The problem – both for the leftists who hope to disarm society and the folks who don’t know any better but to believe them – is that suicides and homicides are two different things. Consider the ABC headline. The wording makes it sound like 40,000 people were murdered – and it’s hard, even when trying to be charitable, to believe the people behind what certainly seems to be blatant deception don’t know that. Especially when the subtitle (something one doesn’t see until clicking to open the page – it doesn’t appear in the search results) reads: “More than half of all gun violence deaths this year were deaths by suicide.”
Perhaps some would classify suicide – by any means – as an act of violence, but that’s certainly not what comes to mind when it is mentioned. In general, violence implies an act of aggression against another person, conjuring the involvement of at least two people, one or more aggressor against one or more victim. Again, that seems to be the primary goal of those who say things like, “The U.S. has surpassed 39,000 deaths from gun violence every year since 2014,” as ABC did.

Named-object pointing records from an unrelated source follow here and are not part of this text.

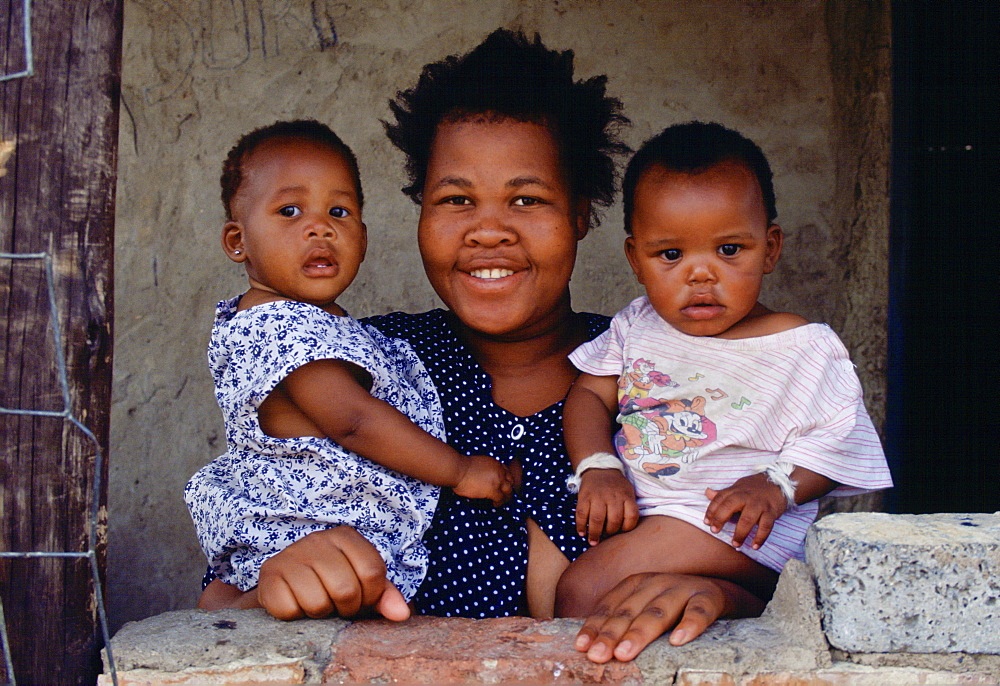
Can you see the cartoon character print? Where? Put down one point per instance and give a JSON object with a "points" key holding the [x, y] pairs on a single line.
{"points": [[662, 439], [634, 386]]}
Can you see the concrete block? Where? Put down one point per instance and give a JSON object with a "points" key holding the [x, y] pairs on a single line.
{"points": [[908, 583], [838, 675], [227, 646]]}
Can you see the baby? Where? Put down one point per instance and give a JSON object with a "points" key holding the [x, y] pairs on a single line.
{"points": [[328, 422], [731, 419]]}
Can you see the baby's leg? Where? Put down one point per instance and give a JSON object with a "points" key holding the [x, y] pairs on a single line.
{"points": [[658, 544], [545, 565]]}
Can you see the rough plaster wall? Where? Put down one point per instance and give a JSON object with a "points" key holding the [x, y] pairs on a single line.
{"points": [[198, 73]]}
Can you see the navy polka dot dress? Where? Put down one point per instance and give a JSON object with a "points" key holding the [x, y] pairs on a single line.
{"points": [[478, 553]]}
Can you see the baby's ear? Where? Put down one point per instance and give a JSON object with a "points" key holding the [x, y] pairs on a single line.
{"points": [[775, 238], [232, 241]]}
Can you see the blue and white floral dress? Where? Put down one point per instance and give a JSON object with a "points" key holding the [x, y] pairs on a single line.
{"points": [[266, 493]]}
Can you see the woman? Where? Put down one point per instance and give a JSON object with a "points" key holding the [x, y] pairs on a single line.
{"points": [[507, 156]]}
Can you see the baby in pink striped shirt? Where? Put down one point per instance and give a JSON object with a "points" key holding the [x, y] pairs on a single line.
{"points": [[704, 426]]}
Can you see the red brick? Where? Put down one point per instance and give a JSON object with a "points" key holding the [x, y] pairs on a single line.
{"points": [[431, 650]]}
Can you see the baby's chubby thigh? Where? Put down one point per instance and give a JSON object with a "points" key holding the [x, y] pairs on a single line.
{"points": [[659, 544]]}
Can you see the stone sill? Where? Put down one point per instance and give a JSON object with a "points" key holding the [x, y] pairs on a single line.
{"points": [[786, 645]]}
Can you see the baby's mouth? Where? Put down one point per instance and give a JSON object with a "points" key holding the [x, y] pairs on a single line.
{"points": [[320, 264], [702, 310], [491, 274]]}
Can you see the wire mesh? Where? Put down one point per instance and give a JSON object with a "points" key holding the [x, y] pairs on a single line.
{"points": [[66, 414]]}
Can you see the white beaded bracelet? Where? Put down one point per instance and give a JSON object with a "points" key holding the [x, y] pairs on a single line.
{"points": [[595, 461], [779, 474]]}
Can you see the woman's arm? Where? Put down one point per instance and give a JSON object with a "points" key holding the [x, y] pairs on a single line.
{"points": [[606, 501], [330, 393], [644, 606]]}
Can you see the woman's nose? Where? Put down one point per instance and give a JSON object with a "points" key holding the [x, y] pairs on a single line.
{"points": [[489, 228]]}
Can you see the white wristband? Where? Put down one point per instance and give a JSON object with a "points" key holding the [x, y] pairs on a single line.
{"points": [[595, 461], [779, 474]]}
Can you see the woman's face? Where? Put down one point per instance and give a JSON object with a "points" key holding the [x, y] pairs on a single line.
{"points": [[499, 227]]}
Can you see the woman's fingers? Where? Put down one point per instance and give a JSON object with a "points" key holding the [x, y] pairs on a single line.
{"points": [[332, 571], [595, 524], [643, 607]]}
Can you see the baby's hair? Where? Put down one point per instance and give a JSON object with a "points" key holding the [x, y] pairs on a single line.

Sources Matter – So Pick the Right Ones
Without even having to find a less biased, more reliable source, one can see farther down in the article that, though “40,167 people have died from gun violence” that year, 22,506 were suicides. There were only 17,661 non-suicide gun deaths, then, by their reckoning – and that doesn’t necessarily mean murder. But those numbers are from the beginning of December. How about a look at the whole year at the end of the month? According to The Gun Violence Archive, there were a total of 18,942 non-suicide gun deaths in 2023. When we pull defensive gun use (1,211) and accidents (1,584) out of that, we’re left with 16,147 homicides. That’s a far cry from the more than 40,000 murders we’re led to believe occurred by the ABC headline.
For the official numbers, it’s best to consult the CDC or the FBI, though, sadly, each tends to run at least one year behind. The latest year for which all the mortality data are available from the CDC is 2021. But that’s fine. As The Trace – another site dedicated to tracking firearm fatalities in America – reported, homicides are actually down 12.3% from 2022, which itself came in under the 2021 record.

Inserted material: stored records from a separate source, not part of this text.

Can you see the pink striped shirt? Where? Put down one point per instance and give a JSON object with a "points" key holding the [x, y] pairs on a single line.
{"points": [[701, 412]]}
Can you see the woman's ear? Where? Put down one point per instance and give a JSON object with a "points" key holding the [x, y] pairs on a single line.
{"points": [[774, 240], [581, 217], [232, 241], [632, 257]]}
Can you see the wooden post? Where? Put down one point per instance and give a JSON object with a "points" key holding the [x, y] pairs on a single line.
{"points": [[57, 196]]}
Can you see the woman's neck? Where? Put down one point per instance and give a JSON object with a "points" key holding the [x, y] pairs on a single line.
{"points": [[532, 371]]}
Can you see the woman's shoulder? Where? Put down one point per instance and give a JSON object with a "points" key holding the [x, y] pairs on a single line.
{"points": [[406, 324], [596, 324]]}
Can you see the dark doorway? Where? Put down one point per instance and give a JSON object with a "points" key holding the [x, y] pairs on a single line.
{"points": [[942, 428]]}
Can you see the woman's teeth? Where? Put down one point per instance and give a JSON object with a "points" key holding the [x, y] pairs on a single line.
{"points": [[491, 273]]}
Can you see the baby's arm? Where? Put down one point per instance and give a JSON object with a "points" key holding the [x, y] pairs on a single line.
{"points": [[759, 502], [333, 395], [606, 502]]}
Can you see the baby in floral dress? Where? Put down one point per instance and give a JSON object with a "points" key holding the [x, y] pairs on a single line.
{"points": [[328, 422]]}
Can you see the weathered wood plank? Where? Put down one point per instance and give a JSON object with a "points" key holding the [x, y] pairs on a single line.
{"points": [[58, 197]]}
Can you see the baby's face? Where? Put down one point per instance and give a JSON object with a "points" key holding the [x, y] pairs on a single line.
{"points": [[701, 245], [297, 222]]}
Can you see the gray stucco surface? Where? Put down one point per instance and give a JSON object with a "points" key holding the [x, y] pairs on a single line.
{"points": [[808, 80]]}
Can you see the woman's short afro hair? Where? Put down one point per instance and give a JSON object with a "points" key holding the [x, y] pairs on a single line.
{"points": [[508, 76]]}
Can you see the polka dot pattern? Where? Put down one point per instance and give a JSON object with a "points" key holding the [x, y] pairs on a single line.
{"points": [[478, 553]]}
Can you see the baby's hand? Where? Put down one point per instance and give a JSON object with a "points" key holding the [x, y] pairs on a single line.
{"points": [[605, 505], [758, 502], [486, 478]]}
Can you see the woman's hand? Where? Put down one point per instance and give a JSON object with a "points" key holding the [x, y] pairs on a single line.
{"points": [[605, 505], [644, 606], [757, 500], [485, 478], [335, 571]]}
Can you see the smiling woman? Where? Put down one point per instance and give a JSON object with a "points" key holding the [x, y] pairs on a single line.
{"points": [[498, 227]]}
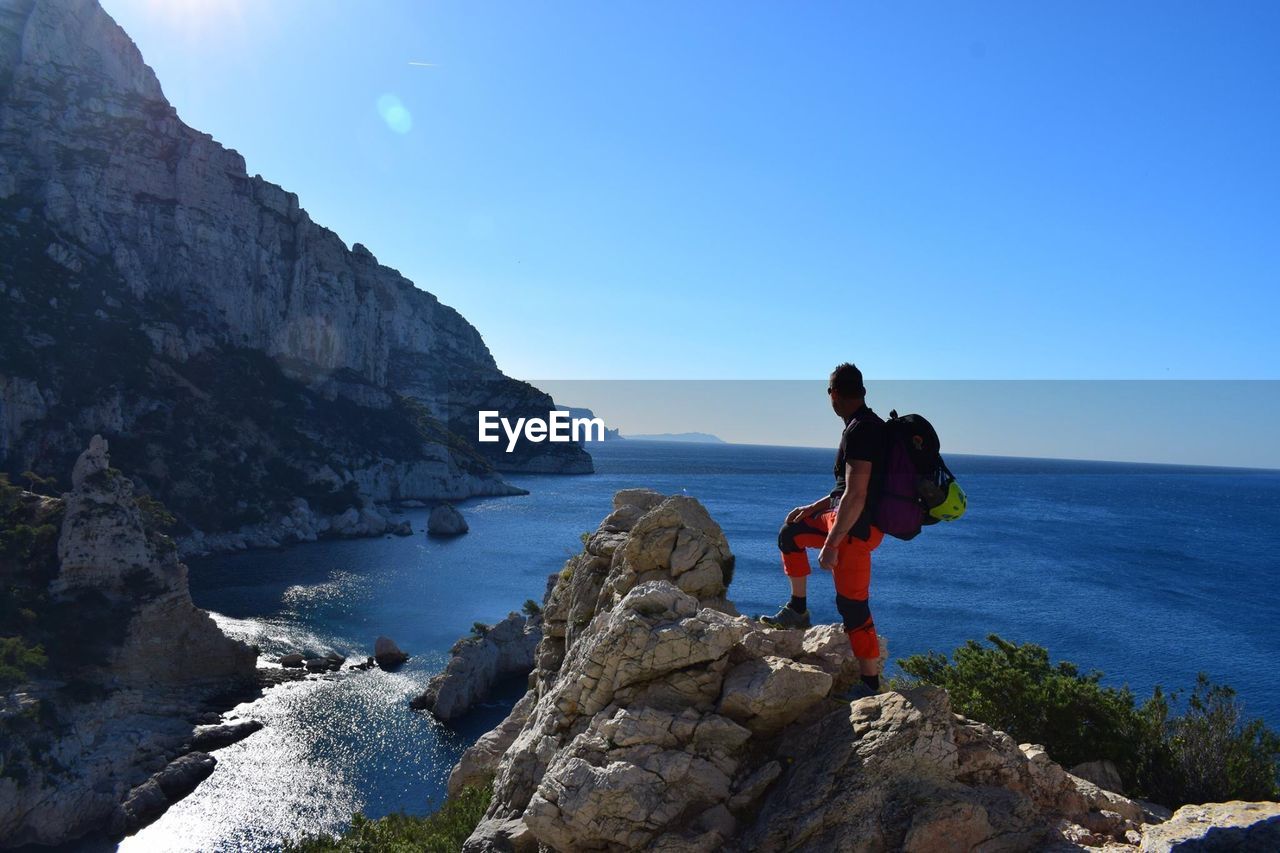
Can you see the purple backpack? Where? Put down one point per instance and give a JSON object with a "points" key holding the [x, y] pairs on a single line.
{"points": [[915, 478]]}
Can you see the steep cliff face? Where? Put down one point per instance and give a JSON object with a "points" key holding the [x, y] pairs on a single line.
{"points": [[659, 719], [154, 291], [131, 660]]}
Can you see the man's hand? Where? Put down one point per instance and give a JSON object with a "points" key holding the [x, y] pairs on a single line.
{"points": [[801, 512], [828, 557], [798, 514]]}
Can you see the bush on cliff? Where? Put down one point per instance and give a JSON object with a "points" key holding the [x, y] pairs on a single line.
{"points": [[444, 831], [1206, 755]]}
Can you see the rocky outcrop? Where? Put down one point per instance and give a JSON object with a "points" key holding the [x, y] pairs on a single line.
{"points": [[446, 520], [238, 355], [476, 664], [133, 662], [1215, 828], [388, 653], [659, 719], [104, 547]]}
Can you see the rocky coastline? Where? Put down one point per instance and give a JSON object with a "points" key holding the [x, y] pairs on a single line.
{"points": [[252, 373], [101, 725], [658, 717]]}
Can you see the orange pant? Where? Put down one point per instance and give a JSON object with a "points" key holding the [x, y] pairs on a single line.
{"points": [[853, 573]]}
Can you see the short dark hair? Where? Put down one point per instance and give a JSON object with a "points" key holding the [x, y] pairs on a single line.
{"points": [[848, 381]]}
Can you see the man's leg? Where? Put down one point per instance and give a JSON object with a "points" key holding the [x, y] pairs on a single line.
{"points": [[792, 539], [853, 583]]}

Real Leading Cause of Childhood Mortality
“Of those who died, 1,306 were teens and 276 were children,” the ABC story added. These numbers seem to have come from The Gun Violence Archive, it’s important to note – but neither source told how many of those were homicides and how many were suicides, a common trend among research groups and media outlets that also advocate for gun control.

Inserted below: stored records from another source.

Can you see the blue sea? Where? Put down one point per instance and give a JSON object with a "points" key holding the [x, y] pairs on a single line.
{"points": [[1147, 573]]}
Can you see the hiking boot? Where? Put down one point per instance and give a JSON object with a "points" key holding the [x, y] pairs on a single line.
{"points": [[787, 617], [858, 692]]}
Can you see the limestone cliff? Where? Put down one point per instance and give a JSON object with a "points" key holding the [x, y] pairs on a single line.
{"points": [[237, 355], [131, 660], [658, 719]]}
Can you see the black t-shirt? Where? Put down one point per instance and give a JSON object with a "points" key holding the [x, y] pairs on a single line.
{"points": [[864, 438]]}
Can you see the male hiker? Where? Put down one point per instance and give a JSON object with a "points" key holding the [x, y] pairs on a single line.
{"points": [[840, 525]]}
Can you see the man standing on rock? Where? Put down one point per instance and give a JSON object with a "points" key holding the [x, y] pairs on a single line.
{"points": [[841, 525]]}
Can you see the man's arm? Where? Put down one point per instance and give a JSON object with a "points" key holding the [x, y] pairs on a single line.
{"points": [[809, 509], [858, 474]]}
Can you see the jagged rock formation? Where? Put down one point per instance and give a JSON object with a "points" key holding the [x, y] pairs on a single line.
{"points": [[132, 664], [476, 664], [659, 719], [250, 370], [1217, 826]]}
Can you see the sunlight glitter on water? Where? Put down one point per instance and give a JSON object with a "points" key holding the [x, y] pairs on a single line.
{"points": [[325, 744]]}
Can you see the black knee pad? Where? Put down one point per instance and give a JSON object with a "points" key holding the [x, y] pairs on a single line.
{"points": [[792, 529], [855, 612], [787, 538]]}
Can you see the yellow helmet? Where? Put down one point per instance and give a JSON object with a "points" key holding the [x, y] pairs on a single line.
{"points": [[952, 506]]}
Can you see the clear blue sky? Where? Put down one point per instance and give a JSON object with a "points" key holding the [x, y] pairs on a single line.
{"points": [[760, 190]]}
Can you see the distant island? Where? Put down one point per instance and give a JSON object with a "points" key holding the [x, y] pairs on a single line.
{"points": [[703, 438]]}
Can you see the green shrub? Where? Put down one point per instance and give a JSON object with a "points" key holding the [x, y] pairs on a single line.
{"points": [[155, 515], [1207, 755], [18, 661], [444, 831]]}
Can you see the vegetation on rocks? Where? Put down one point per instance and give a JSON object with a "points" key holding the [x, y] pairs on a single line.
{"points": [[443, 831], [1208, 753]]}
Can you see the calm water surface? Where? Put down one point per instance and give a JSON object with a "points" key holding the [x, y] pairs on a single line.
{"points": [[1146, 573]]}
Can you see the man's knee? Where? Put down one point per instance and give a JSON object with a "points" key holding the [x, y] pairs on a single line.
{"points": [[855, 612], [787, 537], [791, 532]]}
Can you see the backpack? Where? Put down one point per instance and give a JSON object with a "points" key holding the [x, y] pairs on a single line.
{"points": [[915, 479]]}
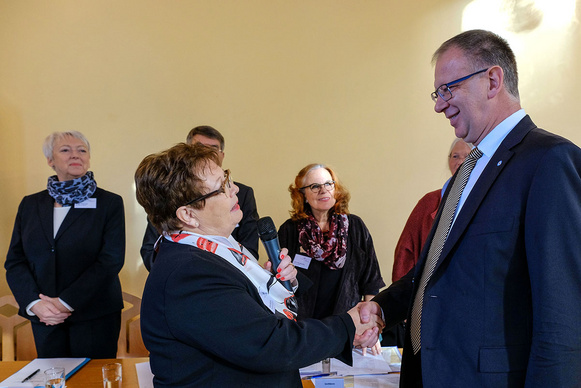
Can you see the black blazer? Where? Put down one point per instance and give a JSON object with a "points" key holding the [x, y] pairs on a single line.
{"points": [[205, 325], [80, 265], [502, 307], [246, 233]]}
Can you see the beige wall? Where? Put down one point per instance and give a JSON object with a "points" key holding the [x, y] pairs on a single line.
{"points": [[288, 83]]}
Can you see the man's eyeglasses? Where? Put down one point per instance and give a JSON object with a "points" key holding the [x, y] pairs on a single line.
{"points": [[317, 187], [444, 90], [227, 183]]}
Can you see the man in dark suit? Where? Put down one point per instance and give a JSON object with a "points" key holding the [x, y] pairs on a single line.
{"points": [[501, 306], [246, 233]]}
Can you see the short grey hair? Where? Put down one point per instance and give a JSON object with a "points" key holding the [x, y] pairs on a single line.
{"points": [[485, 49], [48, 145]]}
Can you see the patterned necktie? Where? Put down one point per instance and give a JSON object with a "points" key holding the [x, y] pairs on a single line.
{"points": [[438, 241]]}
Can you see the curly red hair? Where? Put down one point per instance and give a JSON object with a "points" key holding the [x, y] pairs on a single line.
{"points": [[298, 200]]}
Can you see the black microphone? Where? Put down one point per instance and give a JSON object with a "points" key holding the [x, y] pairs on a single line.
{"points": [[269, 238]]}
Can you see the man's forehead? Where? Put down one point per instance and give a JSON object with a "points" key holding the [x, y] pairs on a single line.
{"points": [[450, 65], [205, 140]]}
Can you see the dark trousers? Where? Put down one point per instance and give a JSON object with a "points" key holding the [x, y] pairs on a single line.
{"points": [[95, 338]]}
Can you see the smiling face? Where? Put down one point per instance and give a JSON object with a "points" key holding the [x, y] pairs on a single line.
{"points": [[324, 200], [70, 158], [466, 110], [221, 213]]}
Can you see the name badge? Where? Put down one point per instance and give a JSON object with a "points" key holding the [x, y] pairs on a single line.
{"points": [[89, 203], [328, 383], [267, 300], [302, 261]]}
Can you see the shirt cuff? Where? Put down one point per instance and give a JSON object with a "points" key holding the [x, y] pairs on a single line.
{"points": [[28, 311]]}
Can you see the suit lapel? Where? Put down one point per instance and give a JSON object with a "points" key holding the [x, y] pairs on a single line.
{"points": [[46, 216], [494, 167], [72, 216]]}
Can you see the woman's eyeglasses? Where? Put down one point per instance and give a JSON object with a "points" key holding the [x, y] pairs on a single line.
{"points": [[317, 187], [227, 183]]}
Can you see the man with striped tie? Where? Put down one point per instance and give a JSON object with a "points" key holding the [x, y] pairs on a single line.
{"points": [[494, 298]]}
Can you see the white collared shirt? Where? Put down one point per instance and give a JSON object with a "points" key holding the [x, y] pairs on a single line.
{"points": [[488, 147]]}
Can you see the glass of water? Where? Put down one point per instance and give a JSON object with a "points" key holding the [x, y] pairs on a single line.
{"points": [[112, 375], [54, 377]]}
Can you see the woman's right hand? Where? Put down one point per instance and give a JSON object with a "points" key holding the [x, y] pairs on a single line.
{"points": [[367, 334], [48, 313]]}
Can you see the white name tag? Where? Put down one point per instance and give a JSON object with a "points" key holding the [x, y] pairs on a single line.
{"points": [[267, 301], [90, 203], [328, 383], [302, 261]]}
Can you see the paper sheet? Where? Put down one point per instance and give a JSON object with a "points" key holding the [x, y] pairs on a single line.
{"points": [[362, 365], [71, 365]]}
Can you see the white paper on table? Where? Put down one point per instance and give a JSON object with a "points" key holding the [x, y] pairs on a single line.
{"points": [[144, 375], [362, 365], [71, 365], [377, 381]]}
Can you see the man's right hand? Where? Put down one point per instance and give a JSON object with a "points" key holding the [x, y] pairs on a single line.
{"points": [[48, 313]]}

Mrs. Biden, as she addressed the nation nearly two months later, said she doesn’t want to have to put her hand on another cross with an eight-year-old’s name on it. It’s probably safe to say that everyone feels the same. “Enough is enough,” she said – and she’s right. There has been more than enough violence against children, but there also has been more than enough misrepresentation of statistics to tug on the heartstrings of America and “guilt” the people into accepting another unconstitutional yoke on liberty.
Using the CDC’s data, the total death toll of children ages one through four in 2021 was 3,816. It was 5,975 for the five to 14 category and 13,407 for teens aged 15-19. The leading cause of death across the board was accidents (unintentional injuries).
Assault (homicide) came in third for the one-to-four and five-to-nine age ranges and fourth for ages 10-14. For teens it was number two. Suicide was the third top killer of teens, second for kids aged 10-14, and didn’t rank at all in top 15 in the other two categories. Note that these aren’t split into firearm and non-firearm homicides and suicides; these are the total regardless of method.
A deeper dive into the data revealed that even when suicides and homicides were combined, only in the 15-19 age range did violent deaths barely surpass the accidents. And in the total for all those age groups that could be considered children, suicides and homicides combined didn’t come close to topping accidental deaths – and, again, that’s with or without guns.
School shootings and other crimes against children are tragic. Few would deny that even one child’s death is too many. But lying about the magnitude of murder’s share of the annual death toll for any age range won’t end the violence.